Ferric reducing power of aqueous and methanol extract of leaf gall of F. glomerata. Ascorbic acid is included as positive control. Activity is expressed at absorbance at 700 nm. Each value is expressed as the mean ± standard deviation

As exemplified earlier, the antioxidant activities of plant/herb extracts are often explained by their total phenolic and flavonoid contents. In this study, it was observed that there was a strong correlation of antioxidant activities with that of total phenolic and flavonoid content in the leaf gall extracts of F. glomerata. Ficus species are reported to be very rich in tannins, flavonoids, essential oils, anthocyanins and others phenolic constituents.[4142] The results given in this investigation showed that the phenolic and flavonoid content was higher in polar extracts (methanol) and subsequently its higher antioxidant potential. Therefore, it seems clear that the presence of polar phenolics is fundamental in the evaluation of free radical-scavenging activity.[43] The activity of antioxidant has been assigned to various mechanisms such as prevention of chain initiation, binding of transition-metal ion catalysts, decomposition of peroxides, prevention of continued hydrogen abstraction, reductive capacity and radical scavenging.[44] These observations confirm the folklore use of F. glomerata leaf gall extracts as a natural antioxidant and justify the ethnobotanical approach in the search for novel bioactive compounds.

CONCLUSION

The findings of this study support the view that the extracts obtained using a high polarity solvent (methanol) were considerably more effective radical scavengers.

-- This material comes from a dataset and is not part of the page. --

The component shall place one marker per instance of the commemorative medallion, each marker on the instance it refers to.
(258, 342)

Further, it was observed that there was a strong correlation of higher antioxidant activities with that of high total phenolic and flavonoid content in the methanolic leaf gall extracts of F. glomerata. The results of this study confirm the folklore use of F. glomerata leaf gall extracts as a natural antioxidant and justify the ethnobotanical approach in the search for novel bioactive compounds. Further, the results support the use of gall extracts as promising sources of potential antioxidants that may be effective as preventive agents in the pathogenesis of some metabolic diseases. Therefore, the results encourage the use of F. glomerata leaf gall extracts for medicinal health, functional food and nutraceuticals applications, due to their antioxidant properties. Future work will be interesting to know the chemical composition and better understand the mechanism of action of the antioxidants present in the extract for development as drug for therapeutic application.